Where a is the slit width and λ is the wavelength of light.

Minimum slit width

The minimum intensity for 600 nm orange light is observed at 1.00 mrad. The condition for these minima is

$a\sin \left(1.00mrad\right)=m\left(600nm\right)$

For 500 nm blue-green light, the minimum intensity is observed at 1.00 mrad. The condition for these minima is

$a\sin \left(1.00mrad\right)=m\text{'}\left(500nm\right)$

It is unknown to this point at which order of the minimum intensity for both wavelengths has the same location, i.e., angle.

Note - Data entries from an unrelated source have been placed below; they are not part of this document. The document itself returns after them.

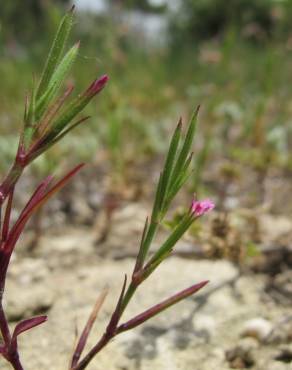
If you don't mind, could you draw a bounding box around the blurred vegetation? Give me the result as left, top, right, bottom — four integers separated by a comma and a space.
0, 0, 292, 205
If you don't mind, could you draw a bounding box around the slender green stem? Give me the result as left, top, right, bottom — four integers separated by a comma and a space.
0, 161, 24, 206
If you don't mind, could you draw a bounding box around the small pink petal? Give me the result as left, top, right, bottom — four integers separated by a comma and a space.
191, 199, 215, 217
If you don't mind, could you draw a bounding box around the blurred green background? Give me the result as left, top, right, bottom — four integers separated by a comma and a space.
0, 0, 292, 211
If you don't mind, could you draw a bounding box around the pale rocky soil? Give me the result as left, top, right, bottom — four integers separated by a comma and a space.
0, 204, 292, 370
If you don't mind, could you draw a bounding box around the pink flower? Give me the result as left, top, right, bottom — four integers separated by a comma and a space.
191, 199, 215, 217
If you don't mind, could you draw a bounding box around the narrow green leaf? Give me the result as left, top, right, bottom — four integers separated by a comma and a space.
159, 119, 182, 211
145, 213, 194, 268
36, 43, 79, 119
47, 75, 108, 141
117, 281, 208, 334
23, 86, 36, 149
133, 217, 149, 274
36, 43, 79, 119
172, 107, 199, 182
36, 7, 74, 99
165, 153, 193, 204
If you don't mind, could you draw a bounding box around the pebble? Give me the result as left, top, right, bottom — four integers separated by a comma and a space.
241, 317, 273, 342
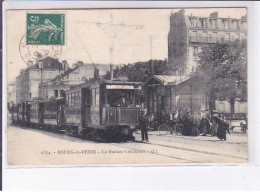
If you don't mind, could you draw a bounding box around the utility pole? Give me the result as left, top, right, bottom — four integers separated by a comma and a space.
78, 13, 143, 81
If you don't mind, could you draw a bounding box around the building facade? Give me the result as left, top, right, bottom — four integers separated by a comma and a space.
168, 10, 247, 74
16, 57, 64, 103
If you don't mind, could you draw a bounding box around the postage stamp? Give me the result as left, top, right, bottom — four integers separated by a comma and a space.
26, 13, 65, 45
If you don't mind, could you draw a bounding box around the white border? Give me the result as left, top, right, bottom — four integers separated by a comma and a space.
2, 1, 260, 190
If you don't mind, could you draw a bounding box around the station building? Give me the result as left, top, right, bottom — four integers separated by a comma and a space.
144, 75, 208, 119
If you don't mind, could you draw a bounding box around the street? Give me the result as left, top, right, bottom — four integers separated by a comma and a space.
7, 126, 248, 166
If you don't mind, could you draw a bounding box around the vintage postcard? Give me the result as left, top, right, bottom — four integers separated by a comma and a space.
4, 7, 248, 167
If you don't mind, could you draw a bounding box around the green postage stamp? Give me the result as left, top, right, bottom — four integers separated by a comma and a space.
26, 13, 65, 45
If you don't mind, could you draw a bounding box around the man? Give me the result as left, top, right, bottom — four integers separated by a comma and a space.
116, 94, 127, 107
139, 111, 149, 142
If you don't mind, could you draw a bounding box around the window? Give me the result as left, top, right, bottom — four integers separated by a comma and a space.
223, 20, 229, 29
190, 18, 195, 27
209, 34, 212, 42
193, 46, 198, 56
210, 19, 217, 28
92, 88, 96, 105
200, 18, 206, 28
233, 21, 238, 30
54, 90, 59, 98
226, 33, 230, 41
236, 33, 240, 40
202, 31, 208, 42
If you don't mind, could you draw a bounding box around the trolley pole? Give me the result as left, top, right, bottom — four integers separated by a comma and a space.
78, 13, 143, 81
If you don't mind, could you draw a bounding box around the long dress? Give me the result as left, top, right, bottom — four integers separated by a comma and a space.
217, 119, 226, 140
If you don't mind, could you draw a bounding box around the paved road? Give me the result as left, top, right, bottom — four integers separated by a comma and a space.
7, 126, 248, 165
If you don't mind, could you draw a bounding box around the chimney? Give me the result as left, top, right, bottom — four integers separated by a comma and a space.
27, 61, 33, 67
110, 65, 114, 81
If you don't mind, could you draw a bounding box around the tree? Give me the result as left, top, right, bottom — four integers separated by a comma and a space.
198, 40, 247, 113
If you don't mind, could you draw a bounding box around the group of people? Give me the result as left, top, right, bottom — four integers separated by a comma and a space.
139, 109, 229, 141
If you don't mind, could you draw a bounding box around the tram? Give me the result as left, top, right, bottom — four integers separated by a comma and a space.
12, 80, 142, 142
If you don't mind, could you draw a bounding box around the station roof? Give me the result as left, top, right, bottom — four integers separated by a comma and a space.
144, 75, 197, 86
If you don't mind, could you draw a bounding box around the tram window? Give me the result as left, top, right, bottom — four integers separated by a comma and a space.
92, 88, 96, 105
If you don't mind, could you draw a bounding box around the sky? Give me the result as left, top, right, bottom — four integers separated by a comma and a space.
6, 8, 246, 82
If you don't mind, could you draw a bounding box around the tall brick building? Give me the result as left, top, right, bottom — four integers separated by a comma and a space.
168, 10, 247, 75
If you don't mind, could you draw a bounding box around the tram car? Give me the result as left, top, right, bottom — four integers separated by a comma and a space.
64, 81, 141, 141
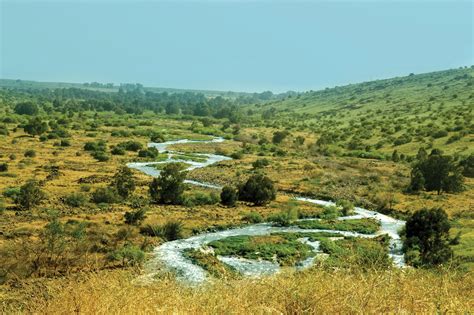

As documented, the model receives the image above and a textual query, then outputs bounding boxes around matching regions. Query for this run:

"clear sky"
[0,0,474,92]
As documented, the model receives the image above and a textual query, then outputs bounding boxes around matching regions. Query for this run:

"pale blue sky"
[0,0,474,92]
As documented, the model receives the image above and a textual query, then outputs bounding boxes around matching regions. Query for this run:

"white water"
[127,138,405,284]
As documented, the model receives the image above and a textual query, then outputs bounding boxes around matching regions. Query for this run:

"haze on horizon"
[0,0,474,92]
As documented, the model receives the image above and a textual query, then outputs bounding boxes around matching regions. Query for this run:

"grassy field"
[0,68,474,313]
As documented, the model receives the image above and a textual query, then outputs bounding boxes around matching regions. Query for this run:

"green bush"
[15,180,46,210]
[91,151,110,162]
[242,211,263,223]
[23,149,36,157]
[110,146,125,155]
[239,174,276,206]
[64,193,87,207]
[92,187,120,203]
[161,221,183,241]
[0,163,8,172]
[107,245,145,267]
[124,208,146,225]
[221,186,238,207]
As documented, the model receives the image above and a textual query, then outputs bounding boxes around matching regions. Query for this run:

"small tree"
[110,166,135,199]
[221,186,237,207]
[124,208,146,225]
[408,150,464,195]
[23,117,48,137]
[403,208,454,266]
[239,174,276,206]
[149,163,186,204]
[15,179,45,210]
[272,130,288,144]
[15,102,39,115]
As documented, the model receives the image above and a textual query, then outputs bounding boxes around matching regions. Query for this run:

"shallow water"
[131,138,405,284]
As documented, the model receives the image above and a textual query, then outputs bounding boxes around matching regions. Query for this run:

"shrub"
[408,149,463,195]
[272,130,289,144]
[107,245,145,267]
[230,151,244,160]
[110,146,125,155]
[3,187,20,199]
[239,174,276,206]
[182,191,219,207]
[149,163,186,204]
[92,187,120,203]
[0,163,8,172]
[403,208,457,266]
[161,221,183,241]
[84,140,107,151]
[242,211,263,223]
[140,224,162,237]
[138,148,159,159]
[91,151,110,162]
[15,102,39,115]
[110,166,135,199]
[59,139,71,147]
[23,149,36,157]
[64,193,87,207]
[124,208,146,225]
[15,180,46,210]
[336,199,354,216]
[221,186,238,207]
[150,132,165,143]
[117,140,143,152]
[252,158,270,168]
[267,208,298,226]
[319,205,341,220]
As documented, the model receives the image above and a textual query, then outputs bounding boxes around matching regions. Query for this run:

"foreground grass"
[0,270,474,314]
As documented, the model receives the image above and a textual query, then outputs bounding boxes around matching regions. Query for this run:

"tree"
[15,102,39,116]
[272,130,288,144]
[149,163,186,204]
[124,208,146,225]
[408,149,464,195]
[15,179,45,210]
[239,174,276,206]
[23,117,48,137]
[110,166,135,199]
[392,150,400,162]
[403,208,458,266]
[221,186,237,207]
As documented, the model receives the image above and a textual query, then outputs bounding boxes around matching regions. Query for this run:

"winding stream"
[127,138,405,284]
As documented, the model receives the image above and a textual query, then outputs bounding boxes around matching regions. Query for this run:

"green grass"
[171,154,207,163]
[320,235,392,269]
[209,235,314,266]
[295,219,380,234]
[184,249,238,278]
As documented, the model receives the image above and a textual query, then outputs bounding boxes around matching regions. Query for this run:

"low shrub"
[92,187,120,203]
[242,211,263,223]
[64,193,87,207]
[23,150,36,157]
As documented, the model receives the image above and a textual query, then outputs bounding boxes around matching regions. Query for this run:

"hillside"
[251,67,474,156]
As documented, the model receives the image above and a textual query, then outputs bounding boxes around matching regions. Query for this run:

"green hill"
[252,67,474,154]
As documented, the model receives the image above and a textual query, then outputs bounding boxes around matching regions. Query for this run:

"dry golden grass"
[0,269,474,314]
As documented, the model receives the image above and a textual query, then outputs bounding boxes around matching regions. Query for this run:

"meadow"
[0,67,474,313]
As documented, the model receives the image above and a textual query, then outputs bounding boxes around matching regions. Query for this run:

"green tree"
[15,179,46,210]
[221,186,237,207]
[392,150,400,162]
[23,117,48,137]
[15,102,39,115]
[110,166,135,199]
[403,208,457,266]
[149,163,186,204]
[408,149,464,195]
[239,174,276,206]
[272,130,288,144]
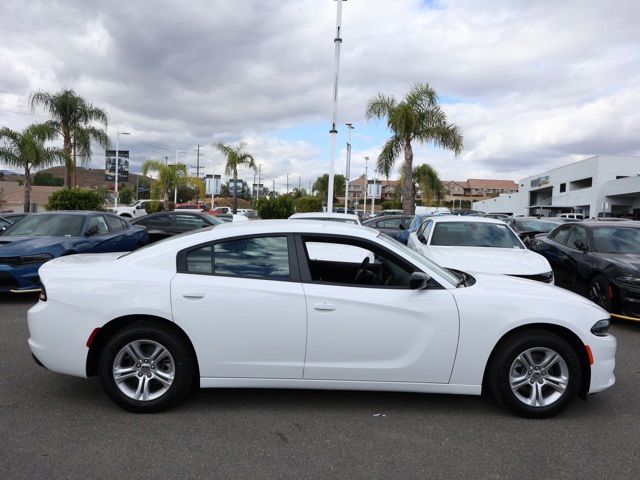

As the slit is common to both wavelengths, therefore equating the two condition equations

$m\left(600nm\right)=m\text{'}\left(500nm\right)$

The above equation will only be true if$\text{m}=5$ and $\text{m'}=6$. Therefore, insert any one value of the order of minima into its corresponding condition.

$$\begin{gathered} a\sin \left(1.00mrad\right)=\left(6\right)\left(500nm\right) \\ a=\frac{\left(6\right)\left(500nm\right)}{\sin \left(1.00mrad\right)} \\ a=3\times {10}^{-3}m\left(\frac{1mm}{{10}^{-3}m}\right) \\ a=3mm \end{gathered}$$

Hence the minimum slit width is 3 mm.